The screenplay by Kelley Sane is sensitive to the U.S. Patriot Act, and ultimately too simplistic and diagrammatic.
Hood ambitiously takes on more than he can handle here, though trying to get the most out of an extremely talented cast, including Reese Witherspoon, Jake Gyllenhaal, Alan Arkin, and Meryl Streep. He tries to keep the sprawling opening from being too confusing with many strands and characters doled out in Sane's script, but brought more extreme, personal issues with deeper integrity and vitality in his acclaimed Tsotsi.
The tale gets charged as a pregnant Chicago wife, Isabella (Witherspoon) with a young son (Aramis Knight), learns of the disappearance of her Egyptian-born scientist husband Anwar.
From a Cape Town conference he's been captured by the CIA (Hood stages this with startling acuity) and transported to North Africa for questioning after Streep's steely Senator issues the command.
The unsettling portions of the film involve the unseasoned operative Douglas (Gyllenhaal) who observes the emotional and physically bruising machinations of a top security man, a vicious Igal Naor.
Peter Sarsgaard, very good in films like Jarhead and Garden State is more of a plot device here as a friend of Isabella's based in Washington who might be able offer some help to the shadowy, horrific doings.
From his native land, Hood elicits better performances from those far away from Hollywood like Zineb Oukach and Moa Khouas as a couple facing family and intimacy problems. Especially, from an undaunted Metwally as Anwar undergoes something enormously grueling.

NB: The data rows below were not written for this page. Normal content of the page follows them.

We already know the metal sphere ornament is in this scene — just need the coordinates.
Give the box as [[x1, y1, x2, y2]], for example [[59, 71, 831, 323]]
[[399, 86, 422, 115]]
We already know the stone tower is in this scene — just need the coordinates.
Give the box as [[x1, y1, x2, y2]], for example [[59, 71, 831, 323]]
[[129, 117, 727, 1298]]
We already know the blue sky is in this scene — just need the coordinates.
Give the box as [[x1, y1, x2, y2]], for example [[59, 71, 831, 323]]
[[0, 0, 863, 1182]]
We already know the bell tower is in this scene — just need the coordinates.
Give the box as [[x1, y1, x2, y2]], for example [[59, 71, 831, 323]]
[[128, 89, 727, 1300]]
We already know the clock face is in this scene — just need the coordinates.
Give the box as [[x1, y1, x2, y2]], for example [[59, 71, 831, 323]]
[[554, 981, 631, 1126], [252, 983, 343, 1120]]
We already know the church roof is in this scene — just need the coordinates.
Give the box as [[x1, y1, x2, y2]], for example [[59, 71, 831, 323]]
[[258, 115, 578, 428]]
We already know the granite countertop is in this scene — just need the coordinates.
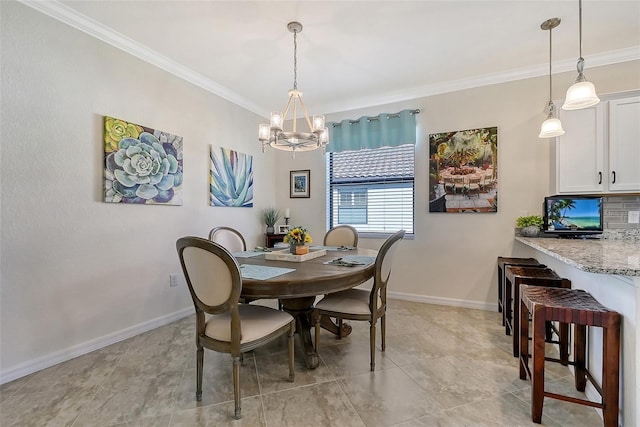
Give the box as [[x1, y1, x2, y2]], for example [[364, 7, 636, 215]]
[[515, 236, 640, 276]]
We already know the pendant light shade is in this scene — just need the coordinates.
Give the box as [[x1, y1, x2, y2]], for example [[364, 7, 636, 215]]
[[562, 0, 600, 110], [538, 18, 564, 138], [538, 117, 564, 138], [562, 73, 600, 110]]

Gyllenhaal is almost the lighthouse of the film for the audience, providing some punchy ambiguity to an edgy CIA fellow, yet hardly as absorbing as his journalist in the proficient Zodiac.
From the marketing of Rendition Witherspoon is made out to be more prominent, but she is really more of a secondary character here, and fails to ignite her character who obviously is going through her own emotional whirlwind. Streep is less of a presence than she normally offers in this type of underlying manner, more convincing of an intense figure in pictures like The Manchurian Candidate.
The gravity of such a bureaucratic legally squalid milieu is related with bold, gritty feeling to the post 9/11 world. But, it lacks the raw immediacy as more than a few news savvy people know the visceral ends of a never-ending attempt to save lives.